[ 
https://issues.apache.org/jira/browse/HADOOP-17201?page=com.atlassian.jira.plugin.system.issuetabpanels:comment-tabpanel&focusedCommentId=17370953#comment-17370953
 ] 

Daniel Zhi edited comment on HADOOP-17201 at 6/28/21, 11:43 PM:
----------------------------------------------------------------

Our tasks using StagingCommitter could be "stuck" in 
S3AFileSystem.deleteUnnecessaryFakeDirectories() for 300~500 seconds because 
the code retries with exponential delay (not a problem by itself) and the final 
exception being swallowed. The logic collects O(depth) parent dirs of an object 
path and call s3.deleteObjects() on them.
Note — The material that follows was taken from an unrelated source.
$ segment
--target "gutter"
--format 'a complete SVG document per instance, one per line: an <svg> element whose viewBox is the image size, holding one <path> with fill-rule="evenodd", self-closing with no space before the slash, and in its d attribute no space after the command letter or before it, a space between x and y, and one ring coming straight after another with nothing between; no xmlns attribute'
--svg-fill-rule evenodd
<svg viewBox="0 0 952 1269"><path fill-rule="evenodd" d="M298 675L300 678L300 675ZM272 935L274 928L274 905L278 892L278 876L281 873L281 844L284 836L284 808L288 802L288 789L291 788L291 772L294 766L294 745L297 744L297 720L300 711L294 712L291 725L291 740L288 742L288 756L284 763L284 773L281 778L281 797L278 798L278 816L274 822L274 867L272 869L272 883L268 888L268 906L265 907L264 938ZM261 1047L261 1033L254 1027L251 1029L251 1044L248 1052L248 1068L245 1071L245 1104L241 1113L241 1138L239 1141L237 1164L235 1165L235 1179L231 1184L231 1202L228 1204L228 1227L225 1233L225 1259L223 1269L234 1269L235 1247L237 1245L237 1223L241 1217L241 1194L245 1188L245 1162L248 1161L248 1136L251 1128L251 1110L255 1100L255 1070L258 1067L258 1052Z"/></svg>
For example, putObjectDirect of 
s3://bucket/05aee454/root/uuid/staging-uploads/_temporary/0/_temporary/file 
would lead to batch delete of following 7 objects:
 # {{s3://bucket/05aee454/root/uuid/staging-uploads/_temporary/0/_temporary/}}
 # {{s3://bucket/05aee454/root/uuid/staging-uploads/_temporary/0/}}
 # {{s3://bucket/05aee454/root/uuid/staging-uploads/_temporary/}}
 # {{s3://bucket/05aee454/root/uuid/staging-uploads/}}
 # {{s3://bucket/05aee454/root/uuid/}}
 # {{s3://bucket/05aee454/root/}}
 # {{s3://bucket/05aee454/}}

Such batch delete happens in every putObjectDirect() and rename(), and the keys 
spread across multiple levels. Either simply due to too many of such calls, and 
likely the fact that keys are across levels hence contention across parallel 
such requests, it trigger large number of SlowDown error from S3. The retry 
with exponential delay (and finally swallow the exception) make the task just 
appear as hang without progress for sometime O(500) seconds, and no obvious 
failure in the end.

Most of the fake parent paths end with "/" actually do not exist in S3 (maybe 
except the immediate one created by createFakeDirectory). It is not clear to me 
what's the exact purpose of deleteUnnecessaryFakeDirectories() but the impact 
is severe when use s3 as the defaultFS (for the simplicity to avoid managing 
HDFS and S3 being strong consistent [https://aws.amazon.com/s3/consistency/]).


was (Author: danzhi):
I noticed the task could be "stuck" in 
S3AFileSystem.deleteUnnecessaryFakeDirectories() for 300~500 seconds because 
the code retries with exponential delay (not a problem by itself) and the final 
exception being swallowed. The logic collects O(depth) parent dirs of an object 
path and call s3.deleteObjects() on them. For example, putObjectDirect of 
s3://bucket/05aee454/root/uuid/staging-uploads/_temporary/0/_temporary/file 
would lead to following 7 objects:
 # {{s3://bucket/05aee454/root/uuid/staging-uploads/_temporary/0/_temporary/}}
 # {{s3://bucket/05aee454/root/uuid/staging-uploads/_temporary/0/}}
 # {{s3://bucket/05aee454/root/uuid/staging-uploads/_temporary/}}
 # {{s3://bucket/05aee454/root/uuid/staging-uploads/}}
 # {{s3://bucket/05aee454/root/uuid/}}
 # {{s3://bucket/05aee454/root/}}
 # {{s3://bucket/05aee454/}}

Such batch delete happens in every putObjectDirect() and rename(), and the keys 
spread across multiple levels. Either simply due to too many of such calls, 
and/or the fact is delete keys across levels with key contention across 
parallel requests, it trigger SlowDown error from S3. The retry with 
exponential delay (and finally swallow the exception) make the task just appear 
as hang without progress for sometime O(500) seconds.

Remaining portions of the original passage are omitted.